You can apparently accept the fact that an ISD puts out hundreds of thousands of times more power basically doing the same thing, so I'm not sure why this is suddenly an extremely hard pill to swallow.
I'm not aware of any source claiming the power generation numbers for Wars ships are for them
idly orbiting. They're likely peak reactor output. I see no inherent problem with the
peak output of the Warp core being in that range, it'd just mean they'd go through their fuel reserves mighty fast but for something they can only do for a short while when they really need to, why not? Them burning up that much fuel (and since there is to my knowledge no indication that TNG+ Warp cores
don't work on M/AM as we understand it, they'd have to) while the ship is
idling is what irks me, as is the fact that that kind of power generation would have really come in handy on a number of occasions. Plus, unlike Trek, Wars cheats on the fuel storage issue so them burning up ludicrous amounts of fuel is far less problematic because we don't really know beans about hypermatter but we understand deuterium reasonably well.
And just for the record, if there
is a Wars source saying Star Destroyers burn fucktons of fuel when essentially all they're doing is powering life support, lighting, the ship's electronics and the crew's home theatre systems, I'd find that just as appalling.
I did some research: the ISD-II has 6 years of consumables which, according to the source I found, translates to 2208 fuel cells. Each of the following activities expends one fuel cell:
• one jump to hyperspace
• one hour of combat, sublight travel (at top speed), or atmospheric flight
• six hours of hyperspace travel or sublight travel (at typical combat speed)
• one day of sublight travel (at typical cruising speed)
• one week (five days) of sublight travel (at docking speed)

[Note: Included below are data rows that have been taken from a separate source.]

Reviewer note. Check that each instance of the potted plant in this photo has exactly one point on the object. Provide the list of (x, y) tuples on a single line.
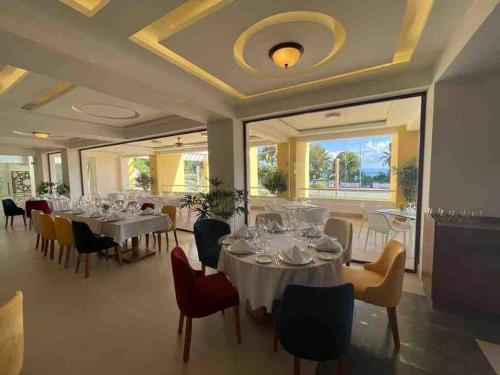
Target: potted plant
[(217, 203), (144, 181), (276, 182), (407, 177), (45, 187)]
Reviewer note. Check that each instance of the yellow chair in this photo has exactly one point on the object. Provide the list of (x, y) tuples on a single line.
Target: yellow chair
[(35, 219), (48, 233), (171, 211), (380, 283), (12, 336), (64, 236)]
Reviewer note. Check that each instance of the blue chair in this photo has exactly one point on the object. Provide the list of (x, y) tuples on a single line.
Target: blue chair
[(86, 242), (315, 323), (10, 209), (206, 235)]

• one month (35 days) while stationary or in orbit
So if an ISD-II did nothing but sit in orbit over a planet, it could go without refueling for 2208 months, which is 184 years. I'd hardly call that 'burning fucktons of fuel while doing nothing'.
For some perspective:
An X-Wing fighter, with one week of consumables, has 5 fuel cells; this means that it has enough fuel to jump to hyperspace, travel for six hours, engage in a combat raid for up to one hour, jump to hyperspace, and travel six hours to return home. This limited range is quite similar to that shown in the X-wing series of novels and I don't think that the Alliance/New Republic actually engaged in very many maximum range missions both because it was costly and because you don't put your pilots through 13 hour missions unless you
really have to. The X-Wing novels also mention external drop tanks, which can extend the range even further or allow the X-Wing to spend more time over a target.